[ANN] ProtoGrad.jl, the (n+1)th ML/optimization package

Hey there :wave: I just published ProtoGrad, a package for gradient-based ML and optimization (yes, another one).

It is not registered. I developed it in my spare time (such a scarce resource!) mainly as a playground for design ideas, and I’m announcing it here in case someone finds any of those useful or interesting. As such, it is far from feature complete (whatever that means), and things may change.

It’s based on Zygote and NNLib, so don’t be surprised if it bears any resemblance to Flux or other analogous, great packages.

The README tells a bit about the main ideas (I won’t copy-paste it here) and a couple examples are there to make it more concrete: that’s the only documentation-like material at the moment, but hey!

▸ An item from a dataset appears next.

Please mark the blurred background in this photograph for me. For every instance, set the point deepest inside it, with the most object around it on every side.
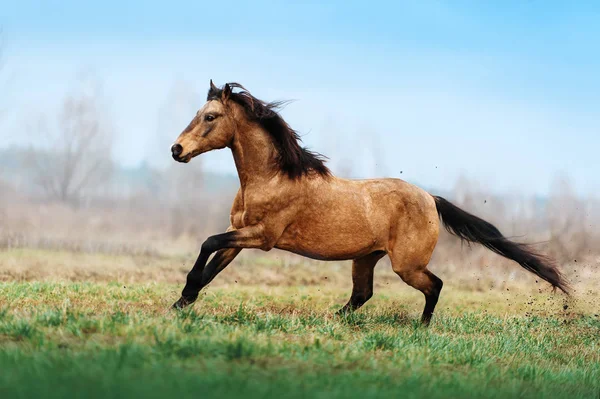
(493, 105)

That’s at least something!

Let me know what you think!

15 Likes

The readme is great and easy to follow along, one thing I wish was somewhere either in the readme or here is how you perceive the core idea you explored in this package to differ from that of (some of the) other similar packages? is it because you have gradients themselves be models or rather this iterators approach for GD?

2 Likes

Yes, that’s right, that’s not very well summarized.

The main design ideas I wanted to explore are the following: I think the common thread is “recycling as much existing interface as possible before inventing more of it”.

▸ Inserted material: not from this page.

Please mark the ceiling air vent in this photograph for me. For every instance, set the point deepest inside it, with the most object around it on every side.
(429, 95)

Models (and gradients) live in an inner product space

This means one should be able to (at least) sum, scale, take inner products between models of the same type, out of the box. When computing gradients, they will have exactly the same structure as the model they refer to: and this kind of makes sense, since they are objects living in the same space, that you will want to add and subtract or whatever.

(I have explored using Array-like structures from RecursiveArrayTools and ComponentArrays here, but ended up doing it in a custom way—I don’t remember exactly why, but for sure I wanted to get my hands dirty with custom broadcasting.)

In any case, this makes models and associated gradients very similar to regular arrays, and as a consequence one can use

Generic optimization algorithms

Optimization algorithms do not rely on any specific interface for models. You just give them the objective function to be minimized and the initial point: the latter can be an Array, or can be a more structured, callable object (that we can call “model”), that the objective function knows how to evaluate. The optimization algorithm is agnostic with respect to the nature of the space it is exploring, and does its job without asking questions.

I haven’t fully explored this: I’d like to verify whether algorithms from e.g. Optim.jl work out of the box here. But that’s the hope, right? Anything that simply requires vector space operations should work with objects offering vector space operations. For example, L-BFGS should work, if implemented without too many restrictions.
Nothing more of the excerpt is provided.